Après une récente version grand format somptueusement illustrée par l’illustrateur et peintre François Roca, voilà que l’auteur de bande dessinée Mathieu Sapin se réapproprie aujourd’hui ce récit. Nous sommes désormais habitués à son trait haché et nerveux dans son exécution, mais pourtant rond et accueillant dans sa forme. Il l’a souvent mis au service de BD documentaires ou de reportages à la première personne, notamment dans les coulisses du pouvoir (Campagne présidentielle, Comédie française). Mais aussi dans des bandes dessinées pour le lectorat jeunesse, que ce soit dans les séries Sardine de l’Espace et Akissi, ou dans sa récente adaptation en BD de l’album de Tomi Ungerer Pas de baiser pour maman.
Adapté à des formats longs qui privilégient le flot de lecture, son trait est mis en avant d’une manière nouvelle dans L’Œil du Loup. Car les éditions Nathan ne s’y trompent pas, en proposant un album grand format, de belle facture, renvoyant aux éditions de beaux albums jeunesse illustrés. Le dessin de Mathieu Sapin, avec cet espace nouveau, dévoile une facette illustrative, sans se renier.

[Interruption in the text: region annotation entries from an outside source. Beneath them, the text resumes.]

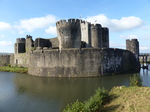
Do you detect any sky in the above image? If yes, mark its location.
[0,0,150,53]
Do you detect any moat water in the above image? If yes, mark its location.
[0,70,150,112]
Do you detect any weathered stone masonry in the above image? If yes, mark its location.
[0,19,140,77]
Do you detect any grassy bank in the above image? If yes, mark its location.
[0,66,28,73]
[103,87,150,112]
[63,86,150,112]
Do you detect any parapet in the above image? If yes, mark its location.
[91,24,102,29]
[56,19,80,26]
[16,38,26,43]
[26,35,32,39]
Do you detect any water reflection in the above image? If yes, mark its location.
[14,74,131,110]
[0,70,150,112]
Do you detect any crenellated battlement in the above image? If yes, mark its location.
[91,24,102,29]
[56,19,81,27]
[16,38,26,43]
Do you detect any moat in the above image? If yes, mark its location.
[0,69,150,112]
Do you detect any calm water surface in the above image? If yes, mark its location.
[0,70,150,112]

Les pages se situant dans le zoo sont pleines de poésie : Mathieu Sapin fait siennes les contraintes de ce huis-clos à ciel ouvert et propose une chorégraphie tantôt paisible tantôt intense, en tous cas très touchante entre le loup et l’enfant.

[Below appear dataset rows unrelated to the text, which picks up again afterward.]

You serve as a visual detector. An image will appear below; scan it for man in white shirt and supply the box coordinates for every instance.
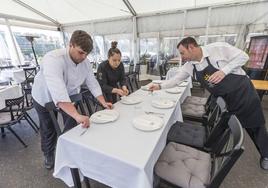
[150,37,268,170]
[32,30,112,169]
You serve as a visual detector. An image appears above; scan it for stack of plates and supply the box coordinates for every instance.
[90,109,119,123]
[120,96,142,104]
[165,87,184,94]
[152,99,174,108]
[132,115,164,131]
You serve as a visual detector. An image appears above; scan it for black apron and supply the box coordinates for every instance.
[193,57,265,128]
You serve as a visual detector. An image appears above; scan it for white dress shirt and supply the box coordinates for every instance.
[32,48,102,106]
[161,42,249,89]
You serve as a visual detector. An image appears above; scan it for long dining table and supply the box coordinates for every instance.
[53,84,191,188]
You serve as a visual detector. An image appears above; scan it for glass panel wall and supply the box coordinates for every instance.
[11,26,64,64]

S’ensuivent une exploration du passé du loup dans le Grand Nord et un épisode africain dévoilant le passé de l’enfant et qui ont tout du conte : le rythme, la découpe des évènements et le jeu entre réalisme et onirisme.
L’album se termine sur des pages de coulisses, montrant une complicité qui dès lors ne nous étonne pas, entre Mathieu Sapin et Daniel Pennac.
L’Œil du loup de Mathieu Sapin (d’après Daniel Pennac), Nathan bande dessinée, 2023, 80 p.